Magnus

The Fair Director since the inception of ART HK, Magnus Renfrew has over a decade’s professional experience in the international art world. Before joining ART HK, Magnus was Head of Exhibitions for Contrasts Gallery in Shanghai. Previously Magnus was a London-based specialist with the auction house Bonhams. During his seven years there he was responsible for sourcing works internationally for Modern and Contemporary sales, as well as having been instrumental in bringing to fruition their first sale of Contemporary Asian Art in London.

Interview by Shivangi Ambani-Gandhi

How does cultural difference impact how you direct Art HK?

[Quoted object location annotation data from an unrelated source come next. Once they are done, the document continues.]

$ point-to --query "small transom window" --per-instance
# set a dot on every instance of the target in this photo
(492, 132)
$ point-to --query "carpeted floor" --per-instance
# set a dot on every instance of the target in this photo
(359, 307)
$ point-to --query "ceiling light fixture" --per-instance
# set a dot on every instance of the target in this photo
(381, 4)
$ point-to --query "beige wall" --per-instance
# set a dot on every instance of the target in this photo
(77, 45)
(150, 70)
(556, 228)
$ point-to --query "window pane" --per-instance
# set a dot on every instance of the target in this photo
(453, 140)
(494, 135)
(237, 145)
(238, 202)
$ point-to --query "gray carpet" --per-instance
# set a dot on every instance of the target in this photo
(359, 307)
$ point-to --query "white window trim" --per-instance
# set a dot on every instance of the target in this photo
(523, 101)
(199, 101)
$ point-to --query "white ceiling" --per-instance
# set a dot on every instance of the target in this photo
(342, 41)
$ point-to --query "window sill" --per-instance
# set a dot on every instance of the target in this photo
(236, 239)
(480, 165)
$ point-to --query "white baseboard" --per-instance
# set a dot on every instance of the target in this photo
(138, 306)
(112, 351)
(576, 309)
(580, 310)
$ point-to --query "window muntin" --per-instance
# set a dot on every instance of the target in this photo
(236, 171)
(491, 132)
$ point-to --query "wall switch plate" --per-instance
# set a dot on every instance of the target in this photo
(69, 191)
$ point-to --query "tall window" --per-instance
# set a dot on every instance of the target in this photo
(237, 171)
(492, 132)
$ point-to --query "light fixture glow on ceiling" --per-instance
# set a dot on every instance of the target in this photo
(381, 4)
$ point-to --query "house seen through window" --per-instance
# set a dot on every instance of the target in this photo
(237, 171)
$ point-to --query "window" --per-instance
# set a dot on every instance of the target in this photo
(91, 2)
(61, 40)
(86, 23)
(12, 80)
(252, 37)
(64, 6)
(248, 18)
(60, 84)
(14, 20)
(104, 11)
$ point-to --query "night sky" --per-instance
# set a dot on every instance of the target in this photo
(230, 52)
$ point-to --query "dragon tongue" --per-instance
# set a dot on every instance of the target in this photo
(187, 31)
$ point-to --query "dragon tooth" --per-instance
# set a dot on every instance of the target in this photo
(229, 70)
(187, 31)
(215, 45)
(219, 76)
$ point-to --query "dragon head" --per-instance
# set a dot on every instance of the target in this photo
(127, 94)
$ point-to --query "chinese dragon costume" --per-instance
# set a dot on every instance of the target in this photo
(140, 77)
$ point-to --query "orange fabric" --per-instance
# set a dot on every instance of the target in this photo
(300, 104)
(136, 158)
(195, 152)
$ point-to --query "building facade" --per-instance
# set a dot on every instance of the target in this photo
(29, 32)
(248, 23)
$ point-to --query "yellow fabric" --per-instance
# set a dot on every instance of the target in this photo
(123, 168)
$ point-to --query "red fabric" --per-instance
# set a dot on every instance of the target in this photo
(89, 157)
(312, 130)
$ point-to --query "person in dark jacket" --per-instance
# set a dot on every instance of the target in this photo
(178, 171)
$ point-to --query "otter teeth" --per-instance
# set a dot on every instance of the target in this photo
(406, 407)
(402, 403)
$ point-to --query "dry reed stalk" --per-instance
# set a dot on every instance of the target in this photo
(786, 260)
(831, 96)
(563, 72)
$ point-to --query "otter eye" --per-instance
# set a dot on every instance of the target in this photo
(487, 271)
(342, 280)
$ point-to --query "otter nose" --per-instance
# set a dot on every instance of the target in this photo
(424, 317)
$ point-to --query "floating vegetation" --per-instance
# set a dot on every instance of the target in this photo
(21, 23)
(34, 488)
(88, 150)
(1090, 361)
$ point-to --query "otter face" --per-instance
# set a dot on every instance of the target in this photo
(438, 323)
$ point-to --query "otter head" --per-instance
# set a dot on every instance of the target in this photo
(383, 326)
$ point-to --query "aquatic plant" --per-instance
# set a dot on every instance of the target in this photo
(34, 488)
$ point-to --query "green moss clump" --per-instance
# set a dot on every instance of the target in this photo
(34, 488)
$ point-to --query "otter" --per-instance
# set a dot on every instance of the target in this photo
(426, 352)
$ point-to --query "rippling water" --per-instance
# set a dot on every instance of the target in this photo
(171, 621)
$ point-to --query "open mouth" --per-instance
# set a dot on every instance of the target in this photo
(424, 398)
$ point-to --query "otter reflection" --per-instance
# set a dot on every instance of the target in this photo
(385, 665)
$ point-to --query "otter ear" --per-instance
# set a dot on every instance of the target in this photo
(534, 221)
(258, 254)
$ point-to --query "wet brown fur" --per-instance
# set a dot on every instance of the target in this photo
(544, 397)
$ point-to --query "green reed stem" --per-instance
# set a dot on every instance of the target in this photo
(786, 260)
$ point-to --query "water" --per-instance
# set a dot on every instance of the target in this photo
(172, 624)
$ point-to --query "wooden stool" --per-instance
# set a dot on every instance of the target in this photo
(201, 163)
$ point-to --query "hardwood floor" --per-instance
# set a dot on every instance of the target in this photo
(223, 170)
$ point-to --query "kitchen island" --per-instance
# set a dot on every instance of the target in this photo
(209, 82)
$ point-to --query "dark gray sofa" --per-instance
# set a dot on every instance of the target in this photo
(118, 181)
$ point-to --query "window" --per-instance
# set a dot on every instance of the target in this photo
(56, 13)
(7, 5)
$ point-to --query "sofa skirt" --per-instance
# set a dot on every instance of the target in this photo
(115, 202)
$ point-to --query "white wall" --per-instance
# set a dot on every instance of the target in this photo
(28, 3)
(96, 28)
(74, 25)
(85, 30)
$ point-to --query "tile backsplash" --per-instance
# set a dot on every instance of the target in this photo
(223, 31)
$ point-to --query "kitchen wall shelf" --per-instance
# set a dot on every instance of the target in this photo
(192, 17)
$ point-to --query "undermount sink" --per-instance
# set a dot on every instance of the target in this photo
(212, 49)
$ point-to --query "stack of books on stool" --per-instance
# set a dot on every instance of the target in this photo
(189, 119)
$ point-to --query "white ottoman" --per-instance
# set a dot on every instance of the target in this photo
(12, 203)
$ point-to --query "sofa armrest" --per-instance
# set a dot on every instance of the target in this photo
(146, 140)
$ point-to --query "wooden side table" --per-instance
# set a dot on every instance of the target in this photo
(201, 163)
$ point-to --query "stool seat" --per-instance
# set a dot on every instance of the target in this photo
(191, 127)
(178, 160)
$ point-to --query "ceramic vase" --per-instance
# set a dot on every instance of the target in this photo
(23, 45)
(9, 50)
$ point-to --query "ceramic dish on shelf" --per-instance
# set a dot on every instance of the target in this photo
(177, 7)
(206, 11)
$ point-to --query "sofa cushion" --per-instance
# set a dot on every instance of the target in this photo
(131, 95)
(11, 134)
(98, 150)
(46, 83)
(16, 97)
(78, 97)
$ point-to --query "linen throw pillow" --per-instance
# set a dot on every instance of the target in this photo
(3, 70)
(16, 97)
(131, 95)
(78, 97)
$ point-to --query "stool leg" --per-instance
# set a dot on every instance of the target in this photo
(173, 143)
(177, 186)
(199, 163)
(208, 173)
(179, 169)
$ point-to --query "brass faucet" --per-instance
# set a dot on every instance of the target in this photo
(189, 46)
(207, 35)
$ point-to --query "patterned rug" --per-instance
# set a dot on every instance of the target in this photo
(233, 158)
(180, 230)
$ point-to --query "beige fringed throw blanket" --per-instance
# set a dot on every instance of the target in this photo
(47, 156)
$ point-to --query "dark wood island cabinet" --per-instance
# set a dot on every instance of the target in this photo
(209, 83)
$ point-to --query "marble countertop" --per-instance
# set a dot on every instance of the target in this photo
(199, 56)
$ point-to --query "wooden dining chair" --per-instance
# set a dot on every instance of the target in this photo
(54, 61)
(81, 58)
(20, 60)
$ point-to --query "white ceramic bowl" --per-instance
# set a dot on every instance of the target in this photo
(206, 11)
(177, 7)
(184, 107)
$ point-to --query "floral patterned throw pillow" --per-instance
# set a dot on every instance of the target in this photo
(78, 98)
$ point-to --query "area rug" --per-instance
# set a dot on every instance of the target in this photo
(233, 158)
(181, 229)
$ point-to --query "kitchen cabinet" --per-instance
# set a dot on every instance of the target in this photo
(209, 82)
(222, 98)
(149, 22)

It affects the way you behave with people. My character is suited to work in Asia – I was brought up to respect people and to give people time. You need to physically give people time – have conversations, make them feel that they are important and valued. You need to develop personal relationships and friendships – business is based on how people get along and so it is important to set the ground for trust.

It becomes difficult to implement an international standard for selection (of galleries represented in the fair), because people assume that since they have a personal relationship with you, they have a better chance of getting in. And when they are not selected, they feel personally slighted.

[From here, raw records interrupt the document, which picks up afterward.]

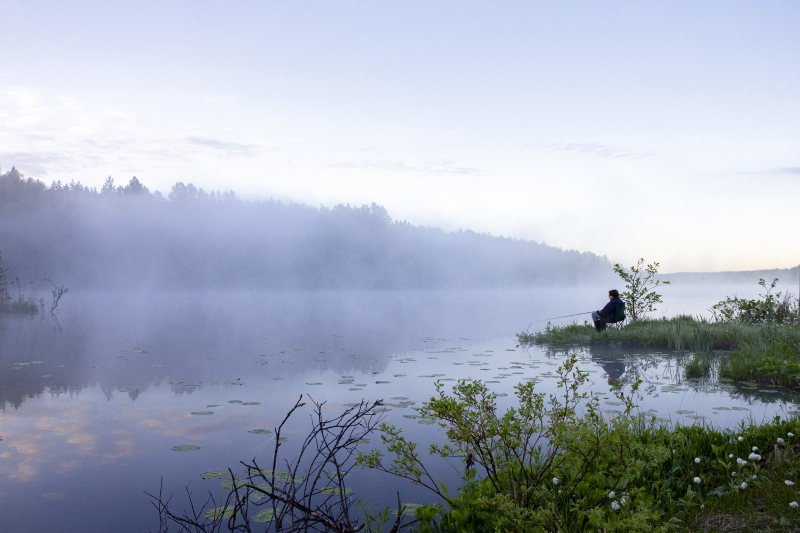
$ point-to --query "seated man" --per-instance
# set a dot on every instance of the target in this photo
(614, 311)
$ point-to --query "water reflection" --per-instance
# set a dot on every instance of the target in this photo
(100, 403)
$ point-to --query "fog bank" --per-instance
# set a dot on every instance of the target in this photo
(128, 237)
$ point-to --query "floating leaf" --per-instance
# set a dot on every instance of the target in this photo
(267, 515)
(220, 513)
(215, 475)
(328, 491)
(185, 448)
(408, 509)
(228, 484)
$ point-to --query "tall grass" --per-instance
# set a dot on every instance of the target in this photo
(679, 333)
(763, 353)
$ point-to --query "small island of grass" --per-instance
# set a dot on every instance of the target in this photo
(750, 340)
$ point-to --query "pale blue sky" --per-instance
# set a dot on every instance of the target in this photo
(669, 130)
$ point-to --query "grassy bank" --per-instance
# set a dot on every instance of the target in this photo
(761, 353)
(560, 464)
(20, 306)
(554, 463)
(683, 479)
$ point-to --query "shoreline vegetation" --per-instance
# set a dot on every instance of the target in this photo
(552, 463)
(746, 340)
(24, 304)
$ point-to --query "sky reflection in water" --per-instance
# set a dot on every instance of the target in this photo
(93, 406)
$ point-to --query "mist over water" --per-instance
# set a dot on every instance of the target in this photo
(94, 404)
(195, 319)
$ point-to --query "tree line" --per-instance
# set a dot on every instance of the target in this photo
(127, 236)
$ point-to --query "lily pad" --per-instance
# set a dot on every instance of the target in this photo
(215, 475)
(228, 484)
(408, 509)
(267, 515)
(328, 491)
(220, 513)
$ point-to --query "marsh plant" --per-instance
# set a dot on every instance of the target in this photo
(305, 493)
(19, 304)
(777, 308)
(553, 463)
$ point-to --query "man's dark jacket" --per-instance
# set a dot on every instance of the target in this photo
(609, 311)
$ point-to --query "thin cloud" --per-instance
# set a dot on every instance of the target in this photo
(226, 148)
(590, 149)
(794, 171)
(399, 166)
(43, 135)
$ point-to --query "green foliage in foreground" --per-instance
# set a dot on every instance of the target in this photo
(558, 464)
(679, 333)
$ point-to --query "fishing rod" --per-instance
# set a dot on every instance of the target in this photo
(565, 316)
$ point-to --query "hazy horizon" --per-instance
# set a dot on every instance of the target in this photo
(633, 129)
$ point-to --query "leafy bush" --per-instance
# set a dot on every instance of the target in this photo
(557, 464)
(778, 308)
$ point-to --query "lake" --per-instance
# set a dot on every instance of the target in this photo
(94, 403)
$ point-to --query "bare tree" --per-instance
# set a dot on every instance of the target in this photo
(58, 292)
(309, 495)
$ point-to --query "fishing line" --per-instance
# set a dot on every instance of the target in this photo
(565, 316)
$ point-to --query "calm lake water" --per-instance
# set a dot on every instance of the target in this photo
(93, 405)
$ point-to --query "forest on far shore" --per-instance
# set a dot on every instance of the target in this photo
(129, 237)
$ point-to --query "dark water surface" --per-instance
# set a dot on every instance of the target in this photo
(94, 404)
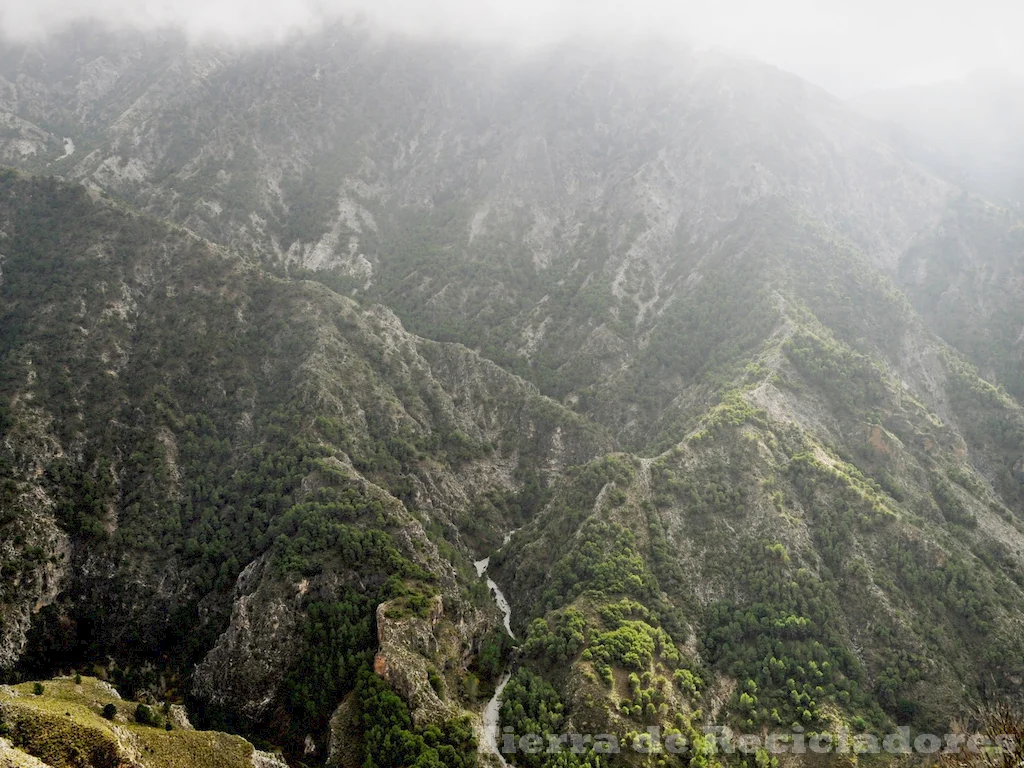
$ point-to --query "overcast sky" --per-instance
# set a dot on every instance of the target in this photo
(846, 45)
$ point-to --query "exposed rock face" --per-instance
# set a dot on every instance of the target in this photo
(760, 455)
(243, 672)
(408, 645)
(37, 557)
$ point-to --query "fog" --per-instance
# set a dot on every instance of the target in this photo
(847, 46)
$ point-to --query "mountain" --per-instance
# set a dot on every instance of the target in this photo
(725, 382)
(968, 130)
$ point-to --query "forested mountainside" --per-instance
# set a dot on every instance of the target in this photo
(735, 382)
(967, 130)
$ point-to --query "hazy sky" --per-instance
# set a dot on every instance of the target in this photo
(845, 45)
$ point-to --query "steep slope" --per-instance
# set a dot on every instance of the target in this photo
(195, 449)
(967, 130)
(803, 504)
(549, 212)
(82, 721)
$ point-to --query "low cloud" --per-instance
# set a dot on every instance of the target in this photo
(848, 46)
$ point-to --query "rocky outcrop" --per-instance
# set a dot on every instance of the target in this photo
(35, 555)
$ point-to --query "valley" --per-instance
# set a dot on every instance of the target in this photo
(291, 335)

You also have to deal with the intimidation factor – people often do not ask the question because they do not already have the answer. They do not want to ask the price because they do not want to lose face or look like they cannot afford it. We encourage galleries to be as forthcoming and un-intimidating as possible. And the fair also offers different levels of education through programming.

What is the difference in leading people in Asia vs. Europe?

We have a cross-cultural team and a flat management structure. We are not big into hierarchy and everyone’s role is equally important. It is a high pressure job, so you need to have a supportive environment. I am constantly travelling and so my work is often in parallel with the team in Hong Kong.

We also have a diverse advisory team that we use to seek introductions and build networks. It is important to have people who are respected in their own countries. Introductions are very important in Asia, so that you connect with the right people.

In China, it was quite difficult to manage people. Sometimes as a foreigner there can be resentment or questioning of your position. It becomes important to get an understanding of the culture and to gain people’s respect by working hard, rather than just bossing people around.

Is there a personality type in the arts? Is it different in administrative roles as compared to artists? Is personality a consideration when you are recruiting?

There are many stereotypes of the art world. The galleriests I have met have been demanding, intelligent, sensitive and have high expectations of themselves and others. In any organisation you need show horses and work horses. There are the ambassadors who win business and become the face of the organisation, versus those who are structured in their thinking. When recruiting, it is important for us to know how they will get along in the organisation. People here have to work as a team.

What is the personality of Art HK?

Humility – you are only as good as the last fair and the galleries that participate, so you take nothing for granted. Geographic diversity, accessibility and quality are defining characteristics of the fair.

We are an art fair that reflects and celebrates the diversity of the region. In the West, fairs are showing works to match the western aesthetic sensibility and have been slow to adapt to the changing world. Art means different things to different people and the purpose of art is not a universal concept. We want to be inclusive of the arts scene here, but not ghettoise it into ‘Asian art’. Artists do not want to be pigeon-holed as ‘Asian artists’.

Many other fairs in the region are run by local gallery associations or by people who are very powerful within the scene without having international credibility. They are not able to get international galleries that do not want to be seen next to galleries that are not the best in the region. We have broken that spell through the selection process and by getting galleries that are doing interesting things. We are balancing the flavour of the fair with 50% from Asia-Pacific and 50% from the rest of the world.